To enter AHFA’s Sustainable by Design program, Flexsteel first had to implement an environmental management program known as EFEC in all of its domestic facilities, which include a plant and corporate office in Dubuque, Iowa, as well as plants in Riverside, Calif., Dublin, Ga., and Harrison, Ark.

In addition, Flexsteel implemented EFEC within its contract division, which has a commercial seating factory in Starkville, Miss., and within its DMI subsidiary, which includes a corporate office in Louisville, Ky., and a warehouse in Huntingburg, Ind. It was the largest number of separate facilities to complete the EFEC program simultaneously.

Implementing EFEC satisfies the first requirement of Sustainable by Design: reducing the company’s domestic environmental footprint and establishing systems for continual improvement.

“EFEC sets the course for a company’s environmental journey, because it works to change the culture within a company, from the factory floor to the executive suite,” explains Bill Perdue, AHFA’s vice president of regulatory affairs. “Sustainable by Design takes EFEC’s culture of environmental stewardship and extends it throughout a company’s global supply chain.”
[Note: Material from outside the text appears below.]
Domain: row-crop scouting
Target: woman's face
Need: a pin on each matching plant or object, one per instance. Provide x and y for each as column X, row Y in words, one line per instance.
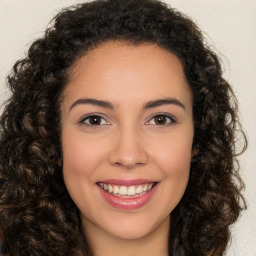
column 127, row 132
For each key area on a checklist, Flexsteel established goals and a system for evaluating annual achievement. These key areas included:

Supply chain management, including assisting suppliers worldwide in the development and implementation of sustainability programs;

  • Using eco-friendly materials, including low VOC/low HAP coatings, certified lumber and low-emitting UF resins;
  • Global climate impact, including calculating a baseline carbon footprint;
  • Social responsibility, including establishing policies that define the company’s commitment to workers’ rights and community relations in all areas of the world where Flexsteel does business.

“Flexsteel’s greatest improvement as a result of implementing EFEC was developing the structure to document waste streams, to educate our associates and to plant the seeds of cultural change,” says Pat Crahan, senior vice president of Flexsteel’s commercial seating division and director of corporate environmental initiatives. “Now, through the Sustainable by Design program, sustainable business practices are being extended to several different disciplines, including fleet operations, fabric engineering, administrative services and supply chain management.”
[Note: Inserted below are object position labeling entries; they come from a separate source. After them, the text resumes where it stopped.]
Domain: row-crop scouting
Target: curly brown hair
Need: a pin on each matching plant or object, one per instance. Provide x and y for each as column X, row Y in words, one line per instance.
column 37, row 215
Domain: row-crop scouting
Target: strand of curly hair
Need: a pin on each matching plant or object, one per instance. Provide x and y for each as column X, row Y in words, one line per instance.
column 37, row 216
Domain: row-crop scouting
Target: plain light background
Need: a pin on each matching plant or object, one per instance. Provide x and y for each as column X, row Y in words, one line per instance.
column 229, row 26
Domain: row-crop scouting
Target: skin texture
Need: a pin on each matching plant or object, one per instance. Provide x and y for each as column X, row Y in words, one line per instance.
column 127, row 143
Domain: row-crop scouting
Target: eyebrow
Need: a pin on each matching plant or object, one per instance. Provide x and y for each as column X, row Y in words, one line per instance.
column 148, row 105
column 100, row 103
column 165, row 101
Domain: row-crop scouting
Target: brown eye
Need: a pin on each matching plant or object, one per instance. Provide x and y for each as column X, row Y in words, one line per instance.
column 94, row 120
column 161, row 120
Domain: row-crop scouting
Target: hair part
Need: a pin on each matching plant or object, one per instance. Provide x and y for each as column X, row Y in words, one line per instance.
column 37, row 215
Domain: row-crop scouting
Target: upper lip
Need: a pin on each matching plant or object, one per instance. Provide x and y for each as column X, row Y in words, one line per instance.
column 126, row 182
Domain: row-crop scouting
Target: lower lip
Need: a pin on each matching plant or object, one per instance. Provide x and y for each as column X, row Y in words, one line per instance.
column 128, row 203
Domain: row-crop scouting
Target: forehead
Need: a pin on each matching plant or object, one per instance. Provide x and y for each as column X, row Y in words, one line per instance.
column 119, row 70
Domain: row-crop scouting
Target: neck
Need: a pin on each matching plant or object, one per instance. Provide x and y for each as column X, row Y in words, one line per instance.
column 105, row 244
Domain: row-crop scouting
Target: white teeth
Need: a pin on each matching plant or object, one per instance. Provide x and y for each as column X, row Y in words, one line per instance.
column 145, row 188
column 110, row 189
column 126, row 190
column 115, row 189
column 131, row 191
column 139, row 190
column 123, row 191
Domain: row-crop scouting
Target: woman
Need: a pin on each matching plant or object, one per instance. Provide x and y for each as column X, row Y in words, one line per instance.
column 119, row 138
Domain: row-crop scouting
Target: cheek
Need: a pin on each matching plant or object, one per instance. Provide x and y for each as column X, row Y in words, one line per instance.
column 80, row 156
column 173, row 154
Crahan notes that Flexsteel now has the tools necessary to reduce its carbon footprint as it continues to improve recycling and further reduce its waste production.

“Each division has an active and effective EFEC team for local follow up of our environmental management system,” he says. “It’s all about the people … and the earth.”
 
Flexsteel and DMI join a growing list of furniture manufacturers that have achieved the Sustainable by Design designation, including C.R. Laine, Kincaid Furniture, American Drew, Lea Industries, Hickory Chair and Century Furniture.
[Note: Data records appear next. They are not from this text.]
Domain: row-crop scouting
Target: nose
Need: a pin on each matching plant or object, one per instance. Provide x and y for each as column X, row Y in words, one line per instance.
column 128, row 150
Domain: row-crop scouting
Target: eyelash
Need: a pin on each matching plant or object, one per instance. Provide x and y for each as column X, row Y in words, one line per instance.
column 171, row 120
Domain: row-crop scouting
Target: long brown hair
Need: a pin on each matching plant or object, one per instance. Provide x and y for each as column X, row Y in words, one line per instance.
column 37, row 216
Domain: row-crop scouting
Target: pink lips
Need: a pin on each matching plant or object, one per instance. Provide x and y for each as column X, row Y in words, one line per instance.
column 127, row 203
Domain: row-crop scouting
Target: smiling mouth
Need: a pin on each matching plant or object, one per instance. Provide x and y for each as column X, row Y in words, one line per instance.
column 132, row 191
In addition, Flexsteel was one of three finalists in last year’s Sage Award competition, an awards program co-sponsored by AHFA and Cargill’s BiOH polyols business unit to recognize environmental leaders in the residential furniture industry. The Sage judges, which include sustainability experts both inside and outside the furniture industry, gave Flexsteel high marks for the detail with which it is tracking its environmental improvements.

Flexsteel’s Starkville, Miss., plant has the further distinction of achieving membership in Mississippi’s enHance Stewardship program developed by the Mississippi Department of Environmental Quality. The enHance program recognizes companies within the state that have made a commitment to addressing and achieving ongoing environmental improvements.